Introduction to Convolutional Neural Networks

Introduction to Convolutional Neural Networks#

Mahmood Amintoosi, Spring 2024

Computer Science Dept, Ferdowsi University of Mashhad

I should mention that the original material was from Tomas Beuzen’s course.

Lecture Outline#

Lecture Learning Objectives
Imports
1. Convolutional Neural Networks (CNNs)
2. Cooking up a CNN
3. The CNN Recipe Book
4. CNN vs Fully Connected NN
5. Lecture Exercise: True/False Questions
6. The Lecture in Three Conjectures

Lecture Learning Objectives#

Describe the terms convolution, kernel/filter, pooling, and flattening
Explain how convolutional neural networks (CNNs) work
Calculate the number of parameters in a given CNN architecture
Create a CNN in PyTorch
Discuss the key differences between CNNs and fully connected NNs

Imports#

1. Convolutional Neural Networks (CNNs)#

1.1. Motivation#

Up until now we’ve been dealing with “fully connected neural networks” meaning that every neuron in a given layer is connected to every neuron in the next layer. This has two key implications:
1. It results in a LOT of parameters.
2. The order of our features doesn’t matter.
Consider the simple image and fully connected network below:

Every input node is connected to every node in the next layer - is that really necessary?
When you look at this image, how do you know that it’s Tom?
- You notice the structure in the image (there’s a face, shoulders, a smile, etc.)
- You notice how different structures are positioned and related (the face is on top of the shoulders, etc.)
- You probably use the shading (colour) to infer things about the image too but we’ll talk more about that later.
The point here is that the structure of our data (the pixels) is important
So maybe, we should have each hidden node only look at a small area of the image, like this:

We have far fewer parameters now because we’re acknowledging that pixels that are far apart are probably not all that related and so don’t need to be connected.
We’re seeing that structure is important here, so then why should I need to flatten my image?
Let’s be crazy and not flatten the image, but instead, make our hidden layer a 2D matrix:

We’re almost there!
As it stands, each group of 2 x 2 pixels has 4 unique weights associated with it (one for each pixel), which are being summed up into a single value in the hidden layer.
But we don’t need to weights to be different for each group, we’re looking for structure, we don’t care if my face is in the top left or the bottom right, we’re just looking for a face!
Let’s summarise the weights into a weight “filter”
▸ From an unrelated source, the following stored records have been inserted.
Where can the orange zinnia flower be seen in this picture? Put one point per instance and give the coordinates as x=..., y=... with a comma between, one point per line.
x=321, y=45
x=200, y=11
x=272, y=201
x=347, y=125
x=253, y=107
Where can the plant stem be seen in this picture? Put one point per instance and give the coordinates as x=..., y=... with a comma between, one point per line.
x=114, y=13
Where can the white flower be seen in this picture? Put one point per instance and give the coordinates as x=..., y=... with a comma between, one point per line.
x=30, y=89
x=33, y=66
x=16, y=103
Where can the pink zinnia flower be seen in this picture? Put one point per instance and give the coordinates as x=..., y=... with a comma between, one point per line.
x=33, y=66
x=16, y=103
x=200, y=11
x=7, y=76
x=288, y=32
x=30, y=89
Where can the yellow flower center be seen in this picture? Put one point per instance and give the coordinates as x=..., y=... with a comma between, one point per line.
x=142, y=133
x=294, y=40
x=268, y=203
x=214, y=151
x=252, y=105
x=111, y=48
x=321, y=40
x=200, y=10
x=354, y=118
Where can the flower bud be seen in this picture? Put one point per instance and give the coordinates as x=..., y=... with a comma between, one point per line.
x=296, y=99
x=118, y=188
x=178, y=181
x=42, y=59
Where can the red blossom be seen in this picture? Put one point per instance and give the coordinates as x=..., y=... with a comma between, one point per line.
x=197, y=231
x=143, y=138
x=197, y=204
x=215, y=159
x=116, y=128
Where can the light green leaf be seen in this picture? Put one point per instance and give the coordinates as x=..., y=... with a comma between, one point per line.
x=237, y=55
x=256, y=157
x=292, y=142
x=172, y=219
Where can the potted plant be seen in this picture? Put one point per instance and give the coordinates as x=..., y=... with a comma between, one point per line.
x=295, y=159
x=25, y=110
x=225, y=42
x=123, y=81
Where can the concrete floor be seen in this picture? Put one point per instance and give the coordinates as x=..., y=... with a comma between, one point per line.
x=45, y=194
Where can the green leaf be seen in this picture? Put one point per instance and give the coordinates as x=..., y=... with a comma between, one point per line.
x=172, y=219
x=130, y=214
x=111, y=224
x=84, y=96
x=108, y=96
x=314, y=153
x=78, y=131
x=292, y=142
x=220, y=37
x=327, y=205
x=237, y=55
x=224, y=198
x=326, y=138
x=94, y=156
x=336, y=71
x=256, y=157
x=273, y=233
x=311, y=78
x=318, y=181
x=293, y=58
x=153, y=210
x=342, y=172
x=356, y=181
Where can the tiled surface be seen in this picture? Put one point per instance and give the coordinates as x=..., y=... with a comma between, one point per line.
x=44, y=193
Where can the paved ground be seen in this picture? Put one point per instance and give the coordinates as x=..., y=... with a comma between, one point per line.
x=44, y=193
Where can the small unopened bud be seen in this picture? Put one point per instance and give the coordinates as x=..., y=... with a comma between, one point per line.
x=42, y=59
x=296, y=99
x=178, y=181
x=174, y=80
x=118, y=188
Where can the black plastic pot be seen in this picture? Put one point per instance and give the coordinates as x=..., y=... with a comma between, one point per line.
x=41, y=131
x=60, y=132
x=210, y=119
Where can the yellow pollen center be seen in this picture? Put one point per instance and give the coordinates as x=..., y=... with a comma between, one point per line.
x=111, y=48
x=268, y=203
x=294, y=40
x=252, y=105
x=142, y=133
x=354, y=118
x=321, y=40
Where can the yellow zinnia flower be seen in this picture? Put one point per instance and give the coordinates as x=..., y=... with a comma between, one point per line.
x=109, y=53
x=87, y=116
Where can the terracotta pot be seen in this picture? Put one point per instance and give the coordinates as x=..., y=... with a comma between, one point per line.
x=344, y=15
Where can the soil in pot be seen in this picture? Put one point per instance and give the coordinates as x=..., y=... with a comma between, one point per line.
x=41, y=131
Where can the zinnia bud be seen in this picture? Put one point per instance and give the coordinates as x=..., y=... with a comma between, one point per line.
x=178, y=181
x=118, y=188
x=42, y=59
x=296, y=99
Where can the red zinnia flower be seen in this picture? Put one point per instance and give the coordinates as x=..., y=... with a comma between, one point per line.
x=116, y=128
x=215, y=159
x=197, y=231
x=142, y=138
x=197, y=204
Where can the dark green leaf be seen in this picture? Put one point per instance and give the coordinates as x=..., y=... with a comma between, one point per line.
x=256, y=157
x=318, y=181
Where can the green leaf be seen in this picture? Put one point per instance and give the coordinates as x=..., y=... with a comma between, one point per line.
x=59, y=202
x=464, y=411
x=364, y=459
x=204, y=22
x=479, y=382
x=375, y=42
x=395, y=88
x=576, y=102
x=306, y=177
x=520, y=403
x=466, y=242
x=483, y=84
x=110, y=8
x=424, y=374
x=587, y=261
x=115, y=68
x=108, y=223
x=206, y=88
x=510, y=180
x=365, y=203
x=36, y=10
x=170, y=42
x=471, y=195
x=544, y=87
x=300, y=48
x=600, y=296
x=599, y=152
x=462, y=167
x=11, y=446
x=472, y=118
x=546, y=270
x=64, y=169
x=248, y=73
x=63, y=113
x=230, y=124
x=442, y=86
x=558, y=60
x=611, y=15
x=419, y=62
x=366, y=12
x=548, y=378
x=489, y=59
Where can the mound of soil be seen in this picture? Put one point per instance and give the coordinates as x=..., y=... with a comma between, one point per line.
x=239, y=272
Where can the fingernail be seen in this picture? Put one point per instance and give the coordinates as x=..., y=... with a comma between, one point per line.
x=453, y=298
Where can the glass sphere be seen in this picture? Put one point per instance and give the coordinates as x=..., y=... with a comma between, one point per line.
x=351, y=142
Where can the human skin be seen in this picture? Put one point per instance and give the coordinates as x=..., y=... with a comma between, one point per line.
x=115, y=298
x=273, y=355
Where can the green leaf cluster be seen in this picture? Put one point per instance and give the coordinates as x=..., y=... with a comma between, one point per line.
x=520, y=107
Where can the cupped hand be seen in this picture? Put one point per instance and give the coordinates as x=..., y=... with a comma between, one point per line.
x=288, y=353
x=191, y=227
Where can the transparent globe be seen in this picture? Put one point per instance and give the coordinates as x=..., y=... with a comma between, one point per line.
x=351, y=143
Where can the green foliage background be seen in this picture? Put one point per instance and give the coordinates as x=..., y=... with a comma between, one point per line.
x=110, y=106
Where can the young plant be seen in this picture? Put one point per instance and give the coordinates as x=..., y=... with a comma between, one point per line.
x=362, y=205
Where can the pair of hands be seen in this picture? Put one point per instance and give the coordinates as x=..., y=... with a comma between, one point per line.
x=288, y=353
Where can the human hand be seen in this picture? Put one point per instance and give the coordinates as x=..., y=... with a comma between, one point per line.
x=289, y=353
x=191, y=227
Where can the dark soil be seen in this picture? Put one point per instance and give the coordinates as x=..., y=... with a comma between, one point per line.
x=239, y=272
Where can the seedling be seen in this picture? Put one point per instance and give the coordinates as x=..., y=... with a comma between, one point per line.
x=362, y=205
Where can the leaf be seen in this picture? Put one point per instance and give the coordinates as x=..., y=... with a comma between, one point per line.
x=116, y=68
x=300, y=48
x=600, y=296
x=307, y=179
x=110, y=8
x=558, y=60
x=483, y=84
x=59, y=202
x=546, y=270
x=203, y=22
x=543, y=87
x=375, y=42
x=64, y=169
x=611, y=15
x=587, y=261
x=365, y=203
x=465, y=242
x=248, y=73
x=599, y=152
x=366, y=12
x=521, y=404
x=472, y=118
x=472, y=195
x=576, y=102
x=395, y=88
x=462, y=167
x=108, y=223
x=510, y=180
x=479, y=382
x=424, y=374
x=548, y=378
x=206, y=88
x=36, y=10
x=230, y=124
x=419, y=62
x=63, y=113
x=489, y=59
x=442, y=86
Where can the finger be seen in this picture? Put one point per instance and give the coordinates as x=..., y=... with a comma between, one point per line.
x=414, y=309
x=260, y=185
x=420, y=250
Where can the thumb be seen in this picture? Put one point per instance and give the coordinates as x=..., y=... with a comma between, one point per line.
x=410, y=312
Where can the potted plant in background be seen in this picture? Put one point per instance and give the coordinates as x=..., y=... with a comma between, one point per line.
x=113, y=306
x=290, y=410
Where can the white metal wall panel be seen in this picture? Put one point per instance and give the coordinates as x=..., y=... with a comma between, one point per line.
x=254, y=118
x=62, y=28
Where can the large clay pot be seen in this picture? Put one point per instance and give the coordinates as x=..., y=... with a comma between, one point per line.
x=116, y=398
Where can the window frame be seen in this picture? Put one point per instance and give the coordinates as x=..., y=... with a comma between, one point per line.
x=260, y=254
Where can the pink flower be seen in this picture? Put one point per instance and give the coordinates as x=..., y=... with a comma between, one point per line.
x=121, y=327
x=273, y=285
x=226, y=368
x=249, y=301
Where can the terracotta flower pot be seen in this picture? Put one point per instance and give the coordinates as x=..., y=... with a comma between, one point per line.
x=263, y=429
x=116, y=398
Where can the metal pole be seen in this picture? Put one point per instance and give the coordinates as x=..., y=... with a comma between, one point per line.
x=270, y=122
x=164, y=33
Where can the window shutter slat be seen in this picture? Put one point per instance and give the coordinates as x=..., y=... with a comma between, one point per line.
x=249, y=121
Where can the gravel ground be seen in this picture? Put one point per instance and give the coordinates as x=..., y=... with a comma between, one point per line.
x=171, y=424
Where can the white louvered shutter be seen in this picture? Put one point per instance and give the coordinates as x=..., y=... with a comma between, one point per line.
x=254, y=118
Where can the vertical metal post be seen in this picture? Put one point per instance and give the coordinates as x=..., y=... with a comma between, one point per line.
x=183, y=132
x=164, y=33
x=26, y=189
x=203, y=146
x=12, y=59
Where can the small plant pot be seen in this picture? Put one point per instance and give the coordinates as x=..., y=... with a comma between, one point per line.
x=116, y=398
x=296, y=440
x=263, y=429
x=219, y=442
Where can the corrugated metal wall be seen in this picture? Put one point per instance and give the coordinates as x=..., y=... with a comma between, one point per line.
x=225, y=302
Let’s see how the filter works
We’ll display some arbitrary values for our pixels
The filter “convolves” over each group of pixels, multiplies corresponding elements and sums them up to give the values in the output nodes:

As we’ll see, we can add as many of these “filters” as we like to make more complex models that can identify more useful things:

We just made a convolutional neural network (CNN)
Instead of fully-connected hidden nodes, we have 2D filters that we “convolve” over our input data
This has two key advantages:
1. We have less parameters than a fully connected network.
2. We preserve the useful structure of our data.
We have weight sharing

1.2. Convolutions and Filters#

Convolution really just means “to pass over the data”
What are we “passing”? Our filters - which are also called kernels
Here’s another gif like the one we saw earlier:

Source: modified after theano-pymc.readthedocs.io.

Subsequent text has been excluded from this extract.